For most healthy people, taking Vital Proteins in the suggested serving size while eating a balanced diet should be perfectly safe. However, speak to your doctor about any concerns you may have, and stick to whole foods if there are any doubts. 

It can help you sleep

Vital Proteins Vital Performance Sleep Capsules are designed to help promote relaxation and improve the quality of your sleep, helping you wake up feeling refreshed. It does this via a collection of ingredients that have been shown to help improve sleep, including GABA, 5-HTP, and l-theanine. 

Some research proves the efficacy of these ingredients both independently and in combination. A 2018 study in Journal of Clinical Neurology showed that GABA helped improve sleep quality and sleep efficacy in patients with insomnia. According to a 2015 review in the Journal of the American College of Nutrition, the amino acid l-theanine can promote light sedation. Meanwhile, a 2019 animal study in Pharmaceutical Biology found that a mixture of GABA and l-theanine increased sleep time and quality. 

The supplement does not contain melatonin, another natural sleep aid that has shown to be highly effective. Instead, it is promoted as an alternative to melatonin, which Vital Proteins says can cause dependency and a feeling of grogginess when you wake up. However, according to the Mayo Clinic, melatonin isn't likely to cause dependency or a hangover effect. 

It can't save you money

A one-month's supply of Vital Proteins sleep supplement costs as much as $25, as of publication.
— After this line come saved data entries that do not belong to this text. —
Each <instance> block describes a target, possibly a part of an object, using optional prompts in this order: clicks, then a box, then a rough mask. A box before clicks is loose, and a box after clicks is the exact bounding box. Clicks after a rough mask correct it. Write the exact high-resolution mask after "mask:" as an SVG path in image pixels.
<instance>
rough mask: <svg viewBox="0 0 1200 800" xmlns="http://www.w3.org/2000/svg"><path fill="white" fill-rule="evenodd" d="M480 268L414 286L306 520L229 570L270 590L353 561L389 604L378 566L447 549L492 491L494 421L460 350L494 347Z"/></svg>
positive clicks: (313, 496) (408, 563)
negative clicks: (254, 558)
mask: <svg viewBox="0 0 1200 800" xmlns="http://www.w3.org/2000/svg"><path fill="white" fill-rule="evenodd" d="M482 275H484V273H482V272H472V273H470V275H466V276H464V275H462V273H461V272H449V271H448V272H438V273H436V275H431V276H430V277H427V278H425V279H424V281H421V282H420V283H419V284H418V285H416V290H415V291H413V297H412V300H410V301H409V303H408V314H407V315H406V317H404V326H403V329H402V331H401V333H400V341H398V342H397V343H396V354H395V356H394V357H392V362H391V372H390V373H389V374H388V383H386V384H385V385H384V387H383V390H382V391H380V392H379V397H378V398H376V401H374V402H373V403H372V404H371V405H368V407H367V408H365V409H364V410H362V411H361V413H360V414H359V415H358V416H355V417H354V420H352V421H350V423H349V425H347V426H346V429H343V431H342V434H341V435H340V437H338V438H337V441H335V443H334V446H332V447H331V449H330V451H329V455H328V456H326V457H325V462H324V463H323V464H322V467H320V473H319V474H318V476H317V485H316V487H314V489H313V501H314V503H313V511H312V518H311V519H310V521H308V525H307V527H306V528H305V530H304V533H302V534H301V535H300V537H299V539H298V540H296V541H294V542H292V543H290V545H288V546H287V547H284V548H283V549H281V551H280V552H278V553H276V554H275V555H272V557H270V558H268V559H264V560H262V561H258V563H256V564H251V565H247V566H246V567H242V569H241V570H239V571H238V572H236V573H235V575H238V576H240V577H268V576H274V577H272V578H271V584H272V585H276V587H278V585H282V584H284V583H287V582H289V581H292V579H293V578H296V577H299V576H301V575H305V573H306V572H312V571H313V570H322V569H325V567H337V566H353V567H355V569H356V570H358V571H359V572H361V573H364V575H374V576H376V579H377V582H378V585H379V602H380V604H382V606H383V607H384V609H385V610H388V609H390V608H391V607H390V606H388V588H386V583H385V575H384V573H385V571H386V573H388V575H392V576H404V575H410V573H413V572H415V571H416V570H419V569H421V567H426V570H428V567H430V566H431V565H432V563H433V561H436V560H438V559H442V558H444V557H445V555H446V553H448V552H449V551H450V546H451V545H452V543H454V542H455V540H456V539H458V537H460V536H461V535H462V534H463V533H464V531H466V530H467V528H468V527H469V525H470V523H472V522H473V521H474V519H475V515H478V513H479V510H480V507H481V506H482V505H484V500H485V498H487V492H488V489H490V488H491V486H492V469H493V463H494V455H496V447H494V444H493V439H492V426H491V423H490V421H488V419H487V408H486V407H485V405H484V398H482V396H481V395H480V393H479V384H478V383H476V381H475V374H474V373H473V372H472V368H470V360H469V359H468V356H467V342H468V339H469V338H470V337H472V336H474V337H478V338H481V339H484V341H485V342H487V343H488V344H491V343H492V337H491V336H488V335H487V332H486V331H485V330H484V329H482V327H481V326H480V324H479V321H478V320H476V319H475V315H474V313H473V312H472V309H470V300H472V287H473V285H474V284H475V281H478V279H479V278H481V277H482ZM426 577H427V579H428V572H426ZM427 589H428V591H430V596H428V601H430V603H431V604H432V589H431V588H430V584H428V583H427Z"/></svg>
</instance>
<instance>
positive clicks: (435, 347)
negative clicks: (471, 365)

However, you could spend far less on a bottle of melatonin, which has also been proven highly effective at aiding sleep (via PloS One). The same goes for Vital Proteins' other products. Even if they are effective, they're expensive — often more expensive, in fact, than getting those same nutrients through a healthy diet. 
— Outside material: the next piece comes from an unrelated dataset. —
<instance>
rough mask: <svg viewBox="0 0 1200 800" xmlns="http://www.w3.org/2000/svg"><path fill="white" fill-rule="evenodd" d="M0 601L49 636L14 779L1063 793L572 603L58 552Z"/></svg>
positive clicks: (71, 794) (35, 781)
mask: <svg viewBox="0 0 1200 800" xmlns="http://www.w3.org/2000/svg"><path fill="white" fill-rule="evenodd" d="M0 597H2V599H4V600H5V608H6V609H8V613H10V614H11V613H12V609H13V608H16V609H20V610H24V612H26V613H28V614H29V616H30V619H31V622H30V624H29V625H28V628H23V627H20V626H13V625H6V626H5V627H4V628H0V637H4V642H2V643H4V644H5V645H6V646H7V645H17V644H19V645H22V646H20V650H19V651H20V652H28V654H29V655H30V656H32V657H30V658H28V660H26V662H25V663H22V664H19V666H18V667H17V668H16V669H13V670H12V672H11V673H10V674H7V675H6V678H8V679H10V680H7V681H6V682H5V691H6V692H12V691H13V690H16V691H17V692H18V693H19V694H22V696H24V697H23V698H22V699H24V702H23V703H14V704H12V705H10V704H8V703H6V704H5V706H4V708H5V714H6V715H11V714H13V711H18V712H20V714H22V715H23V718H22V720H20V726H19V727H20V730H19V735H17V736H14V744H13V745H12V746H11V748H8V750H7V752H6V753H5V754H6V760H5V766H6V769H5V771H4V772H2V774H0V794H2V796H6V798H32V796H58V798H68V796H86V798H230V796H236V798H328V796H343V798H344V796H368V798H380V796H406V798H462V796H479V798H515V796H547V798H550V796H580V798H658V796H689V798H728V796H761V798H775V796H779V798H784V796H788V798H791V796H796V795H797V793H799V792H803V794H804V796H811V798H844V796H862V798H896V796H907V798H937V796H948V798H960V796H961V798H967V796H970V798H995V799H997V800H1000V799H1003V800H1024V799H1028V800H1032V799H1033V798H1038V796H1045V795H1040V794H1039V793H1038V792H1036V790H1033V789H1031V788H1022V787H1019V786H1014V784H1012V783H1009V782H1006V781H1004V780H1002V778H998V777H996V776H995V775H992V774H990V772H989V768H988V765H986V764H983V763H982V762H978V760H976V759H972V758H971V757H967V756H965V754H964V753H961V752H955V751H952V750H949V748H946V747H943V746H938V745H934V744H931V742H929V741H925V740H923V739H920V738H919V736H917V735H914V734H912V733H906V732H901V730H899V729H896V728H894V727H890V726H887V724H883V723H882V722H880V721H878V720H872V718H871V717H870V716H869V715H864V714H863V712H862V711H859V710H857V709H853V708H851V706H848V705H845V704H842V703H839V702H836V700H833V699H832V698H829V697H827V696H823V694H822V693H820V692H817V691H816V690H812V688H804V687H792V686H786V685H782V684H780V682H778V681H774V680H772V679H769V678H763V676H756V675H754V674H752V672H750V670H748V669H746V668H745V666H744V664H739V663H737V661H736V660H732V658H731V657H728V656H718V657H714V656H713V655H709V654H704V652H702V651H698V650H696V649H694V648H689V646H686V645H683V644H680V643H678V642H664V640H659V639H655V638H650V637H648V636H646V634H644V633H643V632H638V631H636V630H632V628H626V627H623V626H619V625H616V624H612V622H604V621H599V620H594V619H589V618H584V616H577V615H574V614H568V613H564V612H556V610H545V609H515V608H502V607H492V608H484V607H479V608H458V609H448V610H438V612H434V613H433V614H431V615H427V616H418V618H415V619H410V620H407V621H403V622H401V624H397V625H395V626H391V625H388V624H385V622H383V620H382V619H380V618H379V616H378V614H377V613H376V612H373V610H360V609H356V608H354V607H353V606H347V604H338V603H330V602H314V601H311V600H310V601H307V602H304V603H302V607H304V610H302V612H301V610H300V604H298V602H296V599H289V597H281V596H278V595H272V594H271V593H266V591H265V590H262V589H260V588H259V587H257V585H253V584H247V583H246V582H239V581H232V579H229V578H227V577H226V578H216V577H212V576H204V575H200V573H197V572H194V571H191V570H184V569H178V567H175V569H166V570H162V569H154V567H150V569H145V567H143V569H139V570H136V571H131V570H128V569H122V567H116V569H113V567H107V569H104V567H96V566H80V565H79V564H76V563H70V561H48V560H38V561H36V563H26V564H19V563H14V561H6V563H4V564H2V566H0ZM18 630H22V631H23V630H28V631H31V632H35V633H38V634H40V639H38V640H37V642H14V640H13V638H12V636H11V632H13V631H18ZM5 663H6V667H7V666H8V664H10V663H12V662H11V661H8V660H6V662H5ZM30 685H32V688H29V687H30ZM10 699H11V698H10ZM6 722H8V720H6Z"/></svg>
Per the New York Times, it can take a long time to see the benefits from a collagen supplement, and it's something you have to keep taking to continue seeing the rewards. The costs of this can really add up over time. At the time of writing, Vital Proteins collagen peptides costs as much as $27.00 per package, with one package containing 14 servings. If you use a serving a day, that's almost $60/month. If you take other supplements in addition to that, you're looking at a hefty monthly supplement bill. 

If you have the budget and you get the results you're after, that's great. But if economics are tight, you might be better served by spending that money on fresh, nutritious foods and a gym membership, per Northwestern.
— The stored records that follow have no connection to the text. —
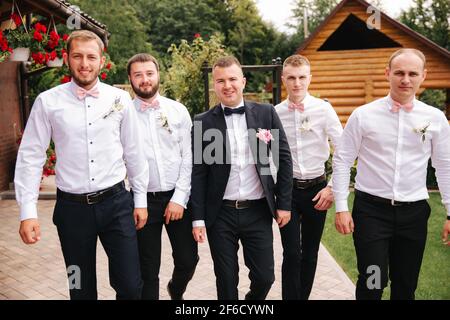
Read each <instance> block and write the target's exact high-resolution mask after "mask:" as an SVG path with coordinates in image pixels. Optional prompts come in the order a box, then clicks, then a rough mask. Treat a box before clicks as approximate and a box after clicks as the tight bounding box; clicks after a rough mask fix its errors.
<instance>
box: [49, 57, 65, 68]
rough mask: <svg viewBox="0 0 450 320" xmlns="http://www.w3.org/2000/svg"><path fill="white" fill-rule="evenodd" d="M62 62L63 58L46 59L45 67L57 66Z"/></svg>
mask: <svg viewBox="0 0 450 320" xmlns="http://www.w3.org/2000/svg"><path fill="white" fill-rule="evenodd" d="M63 64H64V60H63V58H55V59H54V60H49V61H47V67H50V68H59V67H62V66H63Z"/></svg>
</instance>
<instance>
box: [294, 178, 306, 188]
mask: <svg viewBox="0 0 450 320" xmlns="http://www.w3.org/2000/svg"><path fill="white" fill-rule="evenodd" d="M304 183H305V185H303V186H302V185H301V182H300V180H297V183H296V186H295V187H296V188H297V189H300V190H305V189H307V188H308V186H307V184H308V182H307V181H305V182H304Z"/></svg>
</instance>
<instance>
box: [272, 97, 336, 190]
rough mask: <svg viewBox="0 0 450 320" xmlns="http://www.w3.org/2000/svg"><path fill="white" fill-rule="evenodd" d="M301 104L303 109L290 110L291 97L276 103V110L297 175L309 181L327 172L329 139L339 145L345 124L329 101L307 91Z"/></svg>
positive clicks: (329, 149) (328, 151)
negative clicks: (287, 141) (279, 117)
mask: <svg viewBox="0 0 450 320" xmlns="http://www.w3.org/2000/svg"><path fill="white" fill-rule="evenodd" d="M302 103H303V104H304V106H305V110H304V111H303V112H300V111H298V110H295V111H289V109H288V106H289V100H285V101H283V102H281V103H280V104H278V105H276V106H275V110H276V111H277V113H278V116H279V117H280V120H281V122H282V124H283V128H284V131H285V132H286V137H287V140H288V143H289V147H290V149H291V154H292V165H293V169H294V172H293V173H294V178H296V179H300V180H306V179H314V178H317V177H320V176H321V175H322V174H324V172H325V162H326V161H327V160H328V158H329V157H330V144H329V142H328V139H329V138H330V139H331V143H332V144H333V145H334V146H336V145H337V143H338V141H339V139H340V137H341V135H342V125H341V122H340V121H339V117H338V116H337V114H336V111H334V109H333V107H332V106H331V104H329V103H328V102H326V101H324V100H322V99H318V98H316V97H313V96H311V95H309V94H306V96H305V98H304V99H303V101H302ZM330 181H331V180H330Z"/></svg>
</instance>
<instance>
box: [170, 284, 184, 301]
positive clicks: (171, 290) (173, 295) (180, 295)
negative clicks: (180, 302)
mask: <svg viewBox="0 0 450 320" xmlns="http://www.w3.org/2000/svg"><path fill="white" fill-rule="evenodd" d="M171 285H172V280H170V281H169V283H168V284H167V292H168V293H169V296H170V299H172V300H184V299H183V294H176V293H175V292H173V291H172V289H171V287H170V286H171Z"/></svg>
It can be blended into almost anything

The best dietary sources of collagen include high-protein foods such as fish and shellfish, beans, eggs, dairy, and soy (via Harvard T.H. Chan School of Public Health). You can't stir those into coffee, though — at least, not in a way that anyone would want to drink it. 

One of the best things about Vital Proteins collagen peptides is that they are flavorless and super-soluble. You can stir them into water, soup, coffee, oatmeal, smoothies and more without changing the flavor or consistency (via Vital Proteins). You can't say that about a steak or boiled eggs. That makes Vital Proteins a quick and easy way to get what you might be missing in your diet without much fuss or time in the kitchen. 

While whole foods are the best choice, every busy person knows that sometimes it's just not possible to get in three square meals a day. If the cost isn't prohibitive, a couple scoops of Vital Proteins can be just what the doctor ordered.